Everyone knows that military weapons are more and more automated, incorporating high tech and cleaver IT through and through.  Military uses have long driven the development of digital systems, indeed, the microcomputer and internet were enabled by reusing technology developed for military uses.

Of course, real weapons systems have many special requirements, and are developed and tested differently than civilian systems.  Among other things, military systems are dangerous—lethal, in fact—and always under threat from adversaries.  Hackers screwing with my phone is a problem, hackers screwing with a war machine is disastrous.

So we hope that developers are creating really solid, unhackable systems, no?

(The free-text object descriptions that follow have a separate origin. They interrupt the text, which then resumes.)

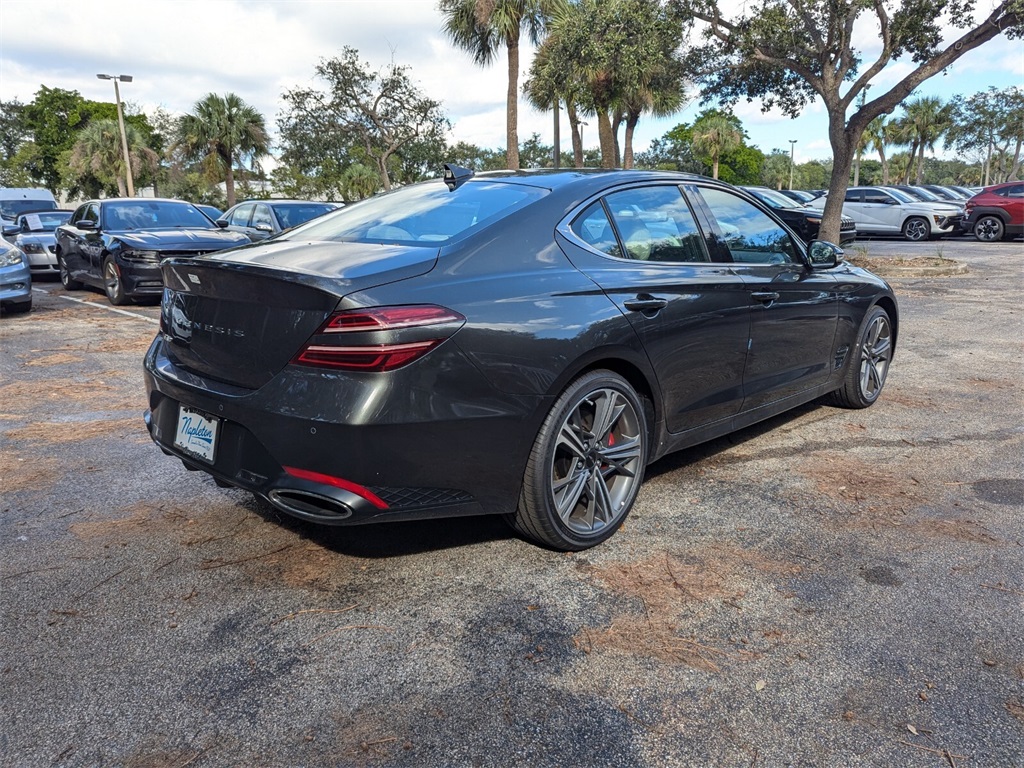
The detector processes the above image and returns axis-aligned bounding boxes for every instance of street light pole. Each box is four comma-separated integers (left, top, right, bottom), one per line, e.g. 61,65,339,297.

789,139,797,190
97,74,135,197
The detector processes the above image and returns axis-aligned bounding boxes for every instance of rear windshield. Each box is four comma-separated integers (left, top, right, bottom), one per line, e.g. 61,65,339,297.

1,199,57,220
287,180,547,246
20,211,71,231
271,203,335,229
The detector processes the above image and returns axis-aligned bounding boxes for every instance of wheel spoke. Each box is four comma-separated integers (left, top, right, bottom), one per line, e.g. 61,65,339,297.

588,466,615,526
591,390,626,444
553,463,589,520
598,436,642,476
555,416,588,460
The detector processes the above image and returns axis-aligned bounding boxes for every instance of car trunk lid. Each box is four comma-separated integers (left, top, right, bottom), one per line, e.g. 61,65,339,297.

159,240,439,389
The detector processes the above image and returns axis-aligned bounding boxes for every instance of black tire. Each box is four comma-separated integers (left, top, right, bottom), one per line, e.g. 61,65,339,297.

828,306,893,409
508,370,648,551
58,253,83,290
103,256,130,306
973,215,1005,242
902,216,930,242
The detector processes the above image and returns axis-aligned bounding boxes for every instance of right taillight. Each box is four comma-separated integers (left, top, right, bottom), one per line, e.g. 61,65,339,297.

293,305,465,372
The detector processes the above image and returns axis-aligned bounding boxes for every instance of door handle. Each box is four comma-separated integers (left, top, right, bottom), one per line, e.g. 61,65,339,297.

623,295,669,313
751,291,780,303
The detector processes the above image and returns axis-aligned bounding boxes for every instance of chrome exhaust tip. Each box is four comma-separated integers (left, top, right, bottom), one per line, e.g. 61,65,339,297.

268,488,354,523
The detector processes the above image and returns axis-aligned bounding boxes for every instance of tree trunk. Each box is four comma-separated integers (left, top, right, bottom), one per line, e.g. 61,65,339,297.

711,153,720,180
225,162,236,208
597,109,616,169
820,116,857,244
505,35,520,170
877,149,889,184
552,99,560,169
611,111,623,167
915,144,925,184
567,103,583,168
116,176,127,198
623,113,639,169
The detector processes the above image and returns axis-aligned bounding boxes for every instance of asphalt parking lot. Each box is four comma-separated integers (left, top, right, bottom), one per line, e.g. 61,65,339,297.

1,237,1022,767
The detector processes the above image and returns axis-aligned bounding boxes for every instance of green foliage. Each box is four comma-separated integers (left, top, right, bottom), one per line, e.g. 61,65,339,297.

529,0,689,167
176,93,269,207
671,0,1024,240
65,120,159,198
446,141,506,171
20,87,92,193
947,86,1024,181
439,0,559,168
277,48,449,195
638,109,763,182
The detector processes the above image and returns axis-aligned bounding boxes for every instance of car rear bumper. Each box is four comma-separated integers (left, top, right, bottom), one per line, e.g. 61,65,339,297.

143,335,545,525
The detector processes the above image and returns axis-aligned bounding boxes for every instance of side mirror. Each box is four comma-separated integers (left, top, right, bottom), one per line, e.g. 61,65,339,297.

76,219,99,230
214,219,229,229
254,223,274,233
808,240,843,269
1,224,19,237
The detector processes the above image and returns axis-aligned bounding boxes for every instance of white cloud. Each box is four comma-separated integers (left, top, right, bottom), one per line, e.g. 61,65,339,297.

1,0,1019,163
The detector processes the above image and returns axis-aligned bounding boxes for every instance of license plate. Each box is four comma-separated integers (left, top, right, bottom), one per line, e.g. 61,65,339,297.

173,406,220,463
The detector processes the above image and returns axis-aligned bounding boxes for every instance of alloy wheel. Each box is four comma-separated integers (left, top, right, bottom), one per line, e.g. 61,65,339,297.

859,314,892,401
903,218,929,241
550,387,644,535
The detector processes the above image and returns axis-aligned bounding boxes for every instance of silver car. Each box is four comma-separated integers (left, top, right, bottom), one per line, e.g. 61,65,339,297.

811,186,962,241
0,239,31,314
2,209,73,277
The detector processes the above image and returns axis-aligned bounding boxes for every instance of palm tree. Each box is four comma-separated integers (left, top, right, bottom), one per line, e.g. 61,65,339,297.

67,120,158,197
176,93,269,207
524,40,587,167
863,116,892,184
691,114,742,179
620,64,687,169
899,96,951,183
439,0,559,170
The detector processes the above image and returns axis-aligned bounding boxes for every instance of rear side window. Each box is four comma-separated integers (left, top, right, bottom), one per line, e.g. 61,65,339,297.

570,186,709,263
572,202,622,258
292,180,546,245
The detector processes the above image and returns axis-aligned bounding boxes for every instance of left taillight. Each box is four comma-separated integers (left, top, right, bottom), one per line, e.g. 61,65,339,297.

292,305,465,372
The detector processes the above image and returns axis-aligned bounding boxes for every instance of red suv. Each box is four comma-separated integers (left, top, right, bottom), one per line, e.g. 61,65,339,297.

962,182,1024,241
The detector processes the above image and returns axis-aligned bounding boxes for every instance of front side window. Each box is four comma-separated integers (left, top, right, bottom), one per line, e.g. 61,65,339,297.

862,190,892,205
229,204,254,227
252,204,274,229
698,187,798,265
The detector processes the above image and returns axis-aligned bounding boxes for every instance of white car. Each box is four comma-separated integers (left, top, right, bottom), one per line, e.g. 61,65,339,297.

810,186,962,241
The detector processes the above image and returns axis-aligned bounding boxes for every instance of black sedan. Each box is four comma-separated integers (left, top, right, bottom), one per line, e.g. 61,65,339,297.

144,168,897,551
56,199,250,305
217,199,338,241
743,186,857,245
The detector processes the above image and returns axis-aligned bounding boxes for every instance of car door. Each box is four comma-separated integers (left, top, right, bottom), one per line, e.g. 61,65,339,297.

860,188,902,233
690,185,839,410
61,202,101,283
557,184,750,433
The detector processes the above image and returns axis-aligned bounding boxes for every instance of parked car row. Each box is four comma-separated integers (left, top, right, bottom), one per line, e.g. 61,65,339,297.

795,182,1022,242
53,198,341,306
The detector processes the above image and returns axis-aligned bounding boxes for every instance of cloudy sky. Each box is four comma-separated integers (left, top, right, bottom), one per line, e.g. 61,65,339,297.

1,0,1021,165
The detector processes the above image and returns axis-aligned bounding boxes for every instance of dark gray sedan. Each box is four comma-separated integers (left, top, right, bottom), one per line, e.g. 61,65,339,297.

144,169,897,551
217,200,338,241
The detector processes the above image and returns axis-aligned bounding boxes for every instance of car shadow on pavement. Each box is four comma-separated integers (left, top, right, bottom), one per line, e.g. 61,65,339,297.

240,494,518,559
644,400,824,480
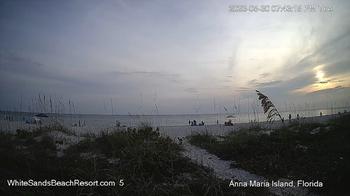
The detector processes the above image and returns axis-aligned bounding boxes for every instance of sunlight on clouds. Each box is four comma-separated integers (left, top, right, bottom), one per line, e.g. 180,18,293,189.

314,65,328,83
316,70,325,82
294,65,350,94
233,27,302,88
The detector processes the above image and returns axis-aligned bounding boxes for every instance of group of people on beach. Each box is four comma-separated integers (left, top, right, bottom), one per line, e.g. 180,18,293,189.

224,119,234,126
279,113,301,123
189,120,205,126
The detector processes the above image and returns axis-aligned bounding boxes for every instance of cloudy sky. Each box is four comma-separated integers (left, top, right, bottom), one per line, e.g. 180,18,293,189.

1,0,350,114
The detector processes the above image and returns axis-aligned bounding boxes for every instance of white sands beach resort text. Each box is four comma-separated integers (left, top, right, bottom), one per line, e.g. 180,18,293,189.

7,179,124,187
229,179,323,188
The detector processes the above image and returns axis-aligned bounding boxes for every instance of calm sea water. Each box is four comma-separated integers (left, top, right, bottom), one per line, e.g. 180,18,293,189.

1,107,349,131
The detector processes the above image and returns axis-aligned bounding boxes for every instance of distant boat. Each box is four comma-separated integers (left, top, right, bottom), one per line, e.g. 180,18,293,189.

35,113,49,117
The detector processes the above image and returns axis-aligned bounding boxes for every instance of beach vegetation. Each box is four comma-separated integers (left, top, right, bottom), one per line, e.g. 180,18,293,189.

256,90,283,123
0,125,266,195
188,114,350,195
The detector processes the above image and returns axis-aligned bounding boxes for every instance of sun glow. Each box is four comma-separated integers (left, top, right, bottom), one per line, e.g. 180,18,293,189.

314,65,328,83
316,70,325,82
294,65,335,94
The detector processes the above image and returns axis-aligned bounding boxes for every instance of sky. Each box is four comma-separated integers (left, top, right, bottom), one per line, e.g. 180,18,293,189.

1,0,350,115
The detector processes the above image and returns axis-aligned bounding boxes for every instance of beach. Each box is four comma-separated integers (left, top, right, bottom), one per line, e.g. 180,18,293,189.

0,111,345,138
1,111,349,195
158,113,344,140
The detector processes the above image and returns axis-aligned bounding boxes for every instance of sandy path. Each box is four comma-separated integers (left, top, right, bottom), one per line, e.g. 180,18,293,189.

182,140,312,196
182,141,265,182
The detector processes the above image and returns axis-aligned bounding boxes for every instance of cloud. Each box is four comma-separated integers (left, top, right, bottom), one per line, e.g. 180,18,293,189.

275,26,350,95
109,70,184,86
319,80,330,84
0,53,99,87
0,53,44,76
235,87,251,93
111,70,180,79
324,60,350,76
227,39,241,70
307,85,347,95
248,79,282,88
290,28,350,73
259,73,270,79
184,87,198,94
1,0,350,114
278,73,316,91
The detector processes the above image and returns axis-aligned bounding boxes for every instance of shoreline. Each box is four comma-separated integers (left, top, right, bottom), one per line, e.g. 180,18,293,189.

This fall, the US GAO (investigative arm of the US Congress) released a not very reassuring report on “WEAPON SYSTEMS CYBER SECURITY”[1].  The subtitle tells the story:

DOD Just Beginning to Grapple with Scale of Vulnerabilities

This isn’t about leaks or spying, this is about the actual machinery itself, which, of course, is built out of computers, networks, and—uh, oh—software.

This unclassified report makes some pretty worrying claims.  There are scary war stories about tests that resulted in (friendly) hackers messing with, disabling, or take control of weapons.  Given the limited nature of the tests, these results can only indicate that any serious adversary could do the same.  That’s just about as bad as it can get.

I’m not happy to hear that some of the problems come from the use of “civilian” software, and “civilian-grade” errors—such as using open source software and not resetting the default password.  I mean, c’mon!  I’d sack a grad student that did that, let alone a bazillion dollar defense contractor.

Less spectacular perhaps, but even worse news are the reports that some systems can’t even be tested because they are too complex and/or impossible to test. I strongly suspect that many aspects of these systems can’t be tested because nobody understands them.  Heck, I don’t understand my phone, so I’m not surprised if some fancy system isn’t really understood.

And I have to note that how ever any single system might have been tested, it is just as important to test integrated systems.  These complex machines are connected and communicating, so even a minor flaw in one may open a dangerous problem in other systems.  No amount of unit testing can reveal system and interaction errors.

The DOD has additional challenges, not least serious limits on information sharing. (They do have fancy acronyms and project names, though.)

The report concludes:

“Program Offices May Have False Sense of Confidence in the Security of Their Programs” p. 27

Given that this report was unclassified and cleared for release, I can’t help but wonder what wasn’t reported.  And given the prowess of the US DOD, we have to assume that other countries may have similar problems. (That’s not a comforting thought.)

I hope and assume that there are serious efforts underway to beef up both the design and testing of these systems. The report sketches some initiatives, but it sounds pretty inadequate.

I could imagine that the new Cyber Command might have some responsibility for defensive testing.  Who better to help bolster our own systems.

I will also suggest that developers should rotate through a shift as adversarial testers, and then back to developing.

One company I worked for did something like that.  All the software engineers rotated through three groups, “developers”, “documenters”, and “testers”.  This was a really valuable idea, it gave perspective and respect, and helped produce better software in the first place.  (By the way, being on the “tester” team was fun.  Basically, the “developers” bet you that there are no bugs, and the “testes” bet there are bugs.  Testers always win the bet.)

  1. United States Government Accountability Office, WEAPON SYSTEMS CYBER SECURITY: DOD Just Beginning to Grapple with Scale of Vulnerabilities. United States Government Accountability Office Report to the Committee on Armed Services, U.S. Senate GAO-19-128, 2018.